Als Fernwirkung oder actio in distans bezeichnet man eine Wirkung durch einen völlig leer gedachten Raum. Das klassische Beispiel für eine Fernwirkung ist die Gravitationskraft. Viele Physiker halten eine echte Fernwirkung für ein sehr problematisches Konzept. Das ist hier am Beispiel der Gravitationskraft erläutert.

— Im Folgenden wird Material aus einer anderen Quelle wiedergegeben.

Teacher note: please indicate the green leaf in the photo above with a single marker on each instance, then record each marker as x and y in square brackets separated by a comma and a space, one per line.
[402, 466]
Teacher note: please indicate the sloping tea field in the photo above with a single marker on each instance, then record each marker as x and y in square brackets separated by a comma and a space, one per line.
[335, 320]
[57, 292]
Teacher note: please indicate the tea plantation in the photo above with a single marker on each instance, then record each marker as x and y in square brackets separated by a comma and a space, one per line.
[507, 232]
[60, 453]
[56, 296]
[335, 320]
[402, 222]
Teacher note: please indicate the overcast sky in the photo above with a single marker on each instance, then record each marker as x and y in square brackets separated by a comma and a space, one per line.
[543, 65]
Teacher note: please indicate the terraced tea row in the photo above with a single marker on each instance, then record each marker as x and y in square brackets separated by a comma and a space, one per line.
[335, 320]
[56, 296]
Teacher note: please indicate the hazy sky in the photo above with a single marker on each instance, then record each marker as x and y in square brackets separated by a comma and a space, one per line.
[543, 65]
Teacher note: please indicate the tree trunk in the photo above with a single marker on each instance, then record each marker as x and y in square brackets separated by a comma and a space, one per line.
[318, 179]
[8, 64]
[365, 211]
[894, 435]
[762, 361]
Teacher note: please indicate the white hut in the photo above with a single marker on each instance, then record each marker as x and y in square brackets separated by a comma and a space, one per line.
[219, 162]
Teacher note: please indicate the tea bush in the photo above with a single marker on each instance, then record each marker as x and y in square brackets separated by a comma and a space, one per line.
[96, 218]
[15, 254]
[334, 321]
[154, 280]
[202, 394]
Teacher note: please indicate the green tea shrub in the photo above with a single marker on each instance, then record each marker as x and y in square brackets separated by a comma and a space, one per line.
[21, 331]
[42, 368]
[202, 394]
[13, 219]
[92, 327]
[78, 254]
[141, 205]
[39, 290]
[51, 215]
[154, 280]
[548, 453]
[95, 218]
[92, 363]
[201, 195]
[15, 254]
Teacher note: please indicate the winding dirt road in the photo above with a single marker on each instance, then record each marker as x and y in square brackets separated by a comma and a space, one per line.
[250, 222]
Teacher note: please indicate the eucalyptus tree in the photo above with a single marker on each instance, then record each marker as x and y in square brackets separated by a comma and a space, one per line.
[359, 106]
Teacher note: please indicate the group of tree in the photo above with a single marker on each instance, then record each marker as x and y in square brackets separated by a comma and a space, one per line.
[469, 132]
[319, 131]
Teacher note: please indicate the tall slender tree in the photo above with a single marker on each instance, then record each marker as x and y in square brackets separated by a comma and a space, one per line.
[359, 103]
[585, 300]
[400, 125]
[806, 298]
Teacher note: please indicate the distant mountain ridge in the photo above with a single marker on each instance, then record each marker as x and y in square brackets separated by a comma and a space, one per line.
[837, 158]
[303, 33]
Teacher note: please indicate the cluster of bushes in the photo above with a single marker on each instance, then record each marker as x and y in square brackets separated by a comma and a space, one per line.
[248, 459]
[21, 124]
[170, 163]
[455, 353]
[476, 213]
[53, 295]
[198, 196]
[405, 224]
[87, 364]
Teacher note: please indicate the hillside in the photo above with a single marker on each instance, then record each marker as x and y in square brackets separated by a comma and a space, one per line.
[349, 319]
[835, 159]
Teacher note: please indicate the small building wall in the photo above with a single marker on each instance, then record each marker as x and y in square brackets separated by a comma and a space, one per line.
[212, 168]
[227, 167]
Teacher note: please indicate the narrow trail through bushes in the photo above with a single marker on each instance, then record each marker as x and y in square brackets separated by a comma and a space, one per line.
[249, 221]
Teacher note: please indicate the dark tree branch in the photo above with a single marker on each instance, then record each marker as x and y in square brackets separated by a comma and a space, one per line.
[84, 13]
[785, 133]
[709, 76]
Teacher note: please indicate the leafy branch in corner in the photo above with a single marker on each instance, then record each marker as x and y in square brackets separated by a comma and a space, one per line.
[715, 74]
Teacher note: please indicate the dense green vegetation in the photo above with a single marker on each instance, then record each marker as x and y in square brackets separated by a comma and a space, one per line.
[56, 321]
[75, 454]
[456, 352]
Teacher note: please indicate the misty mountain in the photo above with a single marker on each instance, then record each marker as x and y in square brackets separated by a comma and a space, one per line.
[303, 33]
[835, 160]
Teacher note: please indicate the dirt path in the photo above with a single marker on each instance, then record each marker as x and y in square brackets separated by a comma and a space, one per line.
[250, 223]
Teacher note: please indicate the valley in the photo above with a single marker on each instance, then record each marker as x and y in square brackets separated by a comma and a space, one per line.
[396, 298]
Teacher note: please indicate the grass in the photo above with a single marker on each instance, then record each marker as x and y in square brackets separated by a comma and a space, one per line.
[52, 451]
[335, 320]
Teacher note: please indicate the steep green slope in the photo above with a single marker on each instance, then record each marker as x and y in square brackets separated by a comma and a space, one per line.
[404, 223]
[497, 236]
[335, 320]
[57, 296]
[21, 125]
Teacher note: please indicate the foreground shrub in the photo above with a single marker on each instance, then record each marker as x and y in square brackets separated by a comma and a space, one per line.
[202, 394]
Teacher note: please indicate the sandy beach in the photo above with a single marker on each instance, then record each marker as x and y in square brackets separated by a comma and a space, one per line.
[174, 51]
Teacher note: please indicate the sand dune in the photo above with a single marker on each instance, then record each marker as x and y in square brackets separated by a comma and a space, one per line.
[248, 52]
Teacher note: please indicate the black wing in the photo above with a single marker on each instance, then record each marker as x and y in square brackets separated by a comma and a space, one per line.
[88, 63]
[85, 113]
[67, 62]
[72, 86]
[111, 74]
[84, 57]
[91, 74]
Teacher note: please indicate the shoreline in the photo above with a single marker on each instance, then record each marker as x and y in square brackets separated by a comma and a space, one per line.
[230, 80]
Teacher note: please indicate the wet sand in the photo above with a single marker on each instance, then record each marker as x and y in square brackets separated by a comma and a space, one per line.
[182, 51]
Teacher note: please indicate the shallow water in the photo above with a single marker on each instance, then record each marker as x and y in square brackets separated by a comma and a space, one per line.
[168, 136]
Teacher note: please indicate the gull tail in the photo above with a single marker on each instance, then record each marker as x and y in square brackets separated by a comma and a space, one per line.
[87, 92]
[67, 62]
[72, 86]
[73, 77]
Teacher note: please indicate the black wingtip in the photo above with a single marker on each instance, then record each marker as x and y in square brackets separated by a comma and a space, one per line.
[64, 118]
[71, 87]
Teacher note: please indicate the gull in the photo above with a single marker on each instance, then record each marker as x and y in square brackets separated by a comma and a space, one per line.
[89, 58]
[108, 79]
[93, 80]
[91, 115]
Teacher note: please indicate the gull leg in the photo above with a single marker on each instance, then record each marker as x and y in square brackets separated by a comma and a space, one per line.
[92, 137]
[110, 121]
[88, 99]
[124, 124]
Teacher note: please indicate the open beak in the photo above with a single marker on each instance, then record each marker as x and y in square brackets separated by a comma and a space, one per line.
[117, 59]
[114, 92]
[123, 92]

Die Newtonsche Gravitationskraft als klassisches Beispiel


Isaac Newton[1642 bis 1727] gilt als Begründer der modernen Physik auf der Grundlage von Kräften und Bewegungen. Newton untersuchte unter anderem, wie sich die Himmelskörper (Planeten, Kometen) durch den Weltraum bewegen. Diese Bewegungen waren zu seiner Zeit sehr gut bekannt, etwa durch die Vorarbeiten von Nikolaus Kopernikus, Tycho Brahe und Johannes Kepler und vielen anderen. Was aber zur Zeit Newtons noch fehlte war eine Erklärung, warum sich die Himmelskörper genau so bewegten, wie sie es taten. Gesucht war ein einfaches Prinzip hinter den Phänomenen, im Idealfall einige wenige handliche Formeln.

Newtons Idee war es, die Bewegung der Himmelskörper alleine darüber zu erklären, dass sie sich gegenseitig anziehen. Die gegenseitige Kraft der Anziehung ist die Gravitationskraft. Auf dem Weg hin zu einer formelmäßigen Lösung entwickelte er übrigens - zeitlich mit dem Leipziger Universalgenie Leibniz - die Grundzüge dessen, was wir heute die Differential- und Integralrechnung nennen. Newton fand am Ende tatsächlich drei sehr einfach zu fassende Ausgangspunkte aller Rechnungen. Diese drei Ausgangspunkte oder Prämissen bezeichnen wir heute als Newtonsche Axiome ↗

Um mit seinen Gesetzen, den drei newtonschen Axiomen, die Bewegung der Himmelskörper genau vorausberechnen zu können, nahm Newton ferner an, dass die Anziehungskraft der Körper untereinander auch durch den Weltraum hindurch wirkt. Würde man sich diesen Weltraum als tatsächlich völlig leer vorstellen (was Newton nicht zwingend tat), dann wäre die Gravitationskraft ein Beispiel für eine echte Fernwirkung.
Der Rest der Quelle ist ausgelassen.